If you do not want spam to be rejected at smtp time, and delivered to a spam folder then you need to comment out the section in you exim conf file

Code:

 drop    condition = ${if >{$spam_score_int}{60} {1}}
        message   = Your message scored $spam_score SpamAssassin point. Report follows:\n\
        $spam_report

You will also need a sieve rule to file the spam tagged mails into the spam folder.

You need to backup /var/spool/imap, or if you want to go really funky you can setup imap replication to replicate the mail to another imap server.

 

SO, if i only comment this rule in exim.conf, spam should come in INBOX marked as spam? (move to spam folders can be done from horde rules...?)

Because i am not familiar with sieve, i don't know how to do this...


Finally, if i backup /var/spool/imap and i have a system crash how i can restore users? In this way i keep only their folders, right? Users are kept in mysql, or not..?

To be more specific, i would like to have the smallest downtime due to a hardware problem... keep an image of the machine, keep config files and have it back in minutes.. but what about user accounts data?

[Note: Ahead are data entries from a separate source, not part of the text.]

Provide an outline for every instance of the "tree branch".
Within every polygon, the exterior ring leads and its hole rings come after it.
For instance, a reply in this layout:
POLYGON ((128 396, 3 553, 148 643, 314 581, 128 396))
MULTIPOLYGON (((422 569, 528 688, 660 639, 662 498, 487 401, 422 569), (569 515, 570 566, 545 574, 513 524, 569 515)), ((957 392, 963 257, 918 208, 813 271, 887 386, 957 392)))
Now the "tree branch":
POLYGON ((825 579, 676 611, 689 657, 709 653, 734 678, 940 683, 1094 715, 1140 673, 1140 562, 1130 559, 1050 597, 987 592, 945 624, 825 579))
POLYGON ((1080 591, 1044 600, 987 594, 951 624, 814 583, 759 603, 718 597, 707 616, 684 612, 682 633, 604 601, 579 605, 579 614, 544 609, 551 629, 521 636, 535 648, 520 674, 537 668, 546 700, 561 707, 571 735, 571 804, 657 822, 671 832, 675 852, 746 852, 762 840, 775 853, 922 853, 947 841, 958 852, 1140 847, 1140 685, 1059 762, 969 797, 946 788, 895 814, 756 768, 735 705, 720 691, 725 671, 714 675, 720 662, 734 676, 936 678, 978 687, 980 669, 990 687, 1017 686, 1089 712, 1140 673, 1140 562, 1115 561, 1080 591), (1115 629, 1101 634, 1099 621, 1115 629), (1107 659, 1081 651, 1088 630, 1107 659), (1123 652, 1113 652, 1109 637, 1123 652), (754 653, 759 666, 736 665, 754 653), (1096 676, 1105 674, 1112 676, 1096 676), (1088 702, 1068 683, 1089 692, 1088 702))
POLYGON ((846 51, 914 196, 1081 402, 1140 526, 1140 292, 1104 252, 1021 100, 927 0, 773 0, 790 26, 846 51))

finally, topdog, a BIG THANK YOU!

 

Yes thats right.

Its easy to use actually and very powerful, thats one of the reasons for using cyrus. And horde intergrates with sieve quite well so you can create
the rules from with in horde.

My bad for a full recovery you will have to backup much more.
- The configs in /etc
- The mysql database horde
- The horde system
- The mail folders in /var/spool/mail

Depending on how mission critical your setup is you could run a hot standby machine using cyrus imap replication / mysql replication. (I have a setup like that running a a large cellphone company)

No problem, hope my xmas present is in the post...... lol just kidding.

 

Thanks also for your very quick answers!

I'll try to do these modifications and i hope that i will have finally this system up and running!